GoDaddy receives a reprimand from the FTC
The long list accuses GoDaddy of failing to: “(a) inventory and manage assets; (b) manage software updates; (c) assess the risks to your website hosting services; (d) use multi-factor authentication; (e) record security-related events; (f) monitor security threats, including by not using software that can actively detect threats from its numerous logs and not using file integrity monitoring; (g) segment your network; and (h) secure connections to services that provide access to consumer data.”
In the complaint, the FTC highlights some “significant compromises” between 2019 and December 2022 that involved threat actors obtaining sensitive customer information. They include attacks in October 2019, March 2020, April 2020 and November 2021.
Redirects to malicious sites, data harvesting, mail script infections, database attacks, user authentication vulnerabilities, outdated plugins and code, and DDoS attacks were highlighted as possible implications of poor security in the FTC complaint.
As a result, GoDaddy agreed to a settlement prohibiting it from making false or misleading security claims. You must also implement an information security program, conduct periodic third-party compliance assessments, and report security incidents to the FTC promptly.

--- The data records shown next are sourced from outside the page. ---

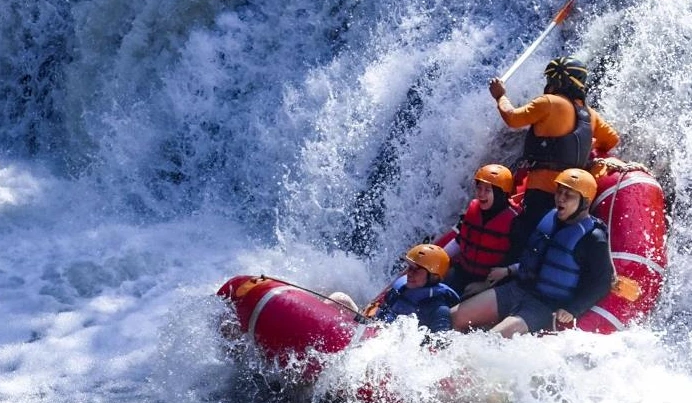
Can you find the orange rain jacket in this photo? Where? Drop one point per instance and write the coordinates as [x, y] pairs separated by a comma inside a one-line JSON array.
[[554, 116]]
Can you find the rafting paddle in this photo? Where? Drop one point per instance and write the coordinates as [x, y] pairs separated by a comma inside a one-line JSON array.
[[559, 17]]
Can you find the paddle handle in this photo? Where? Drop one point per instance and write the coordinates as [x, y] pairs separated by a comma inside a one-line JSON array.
[[559, 17]]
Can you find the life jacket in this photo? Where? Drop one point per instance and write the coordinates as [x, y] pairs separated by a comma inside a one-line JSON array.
[[559, 153], [483, 246], [401, 300], [548, 262]]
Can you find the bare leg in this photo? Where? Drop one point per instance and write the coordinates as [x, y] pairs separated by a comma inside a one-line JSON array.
[[510, 326], [477, 311]]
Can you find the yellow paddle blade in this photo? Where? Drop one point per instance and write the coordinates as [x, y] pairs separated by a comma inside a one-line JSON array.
[[627, 288]]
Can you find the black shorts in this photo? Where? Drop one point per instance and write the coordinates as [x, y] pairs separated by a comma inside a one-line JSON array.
[[512, 300]]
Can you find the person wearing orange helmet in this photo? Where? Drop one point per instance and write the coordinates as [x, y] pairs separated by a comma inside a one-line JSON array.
[[482, 239], [563, 131], [565, 268], [419, 291]]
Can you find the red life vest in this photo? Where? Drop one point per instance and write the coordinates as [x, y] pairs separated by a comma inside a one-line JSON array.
[[483, 246]]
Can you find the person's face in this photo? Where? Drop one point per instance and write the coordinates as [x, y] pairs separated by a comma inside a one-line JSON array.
[[567, 202], [484, 194], [416, 276]]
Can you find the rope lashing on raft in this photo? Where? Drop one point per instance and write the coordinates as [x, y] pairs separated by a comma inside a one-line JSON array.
[[359, 317]]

GoDaddy sent us the following statement:
“GoDaddy has a long history of providing innovative products to our web hosting customers. We are focused on protecting our customers’ data and websites, and we invest significant resources in technologies, tools and talent to help safeguard systems and information. We are We are constantly improving our security capabilities and have already implemented a number of requirements in the settlement agreement with the FTC.
“Notably, the resolution of this matter does not include an admission of guilt or monetary penalties. We expect minimal financial impact associated with meeting the terms of the settlement with the FTC. We plan to continue investing in our defenses to address evolving threats and help to keep our customers, their websites and their data safe.”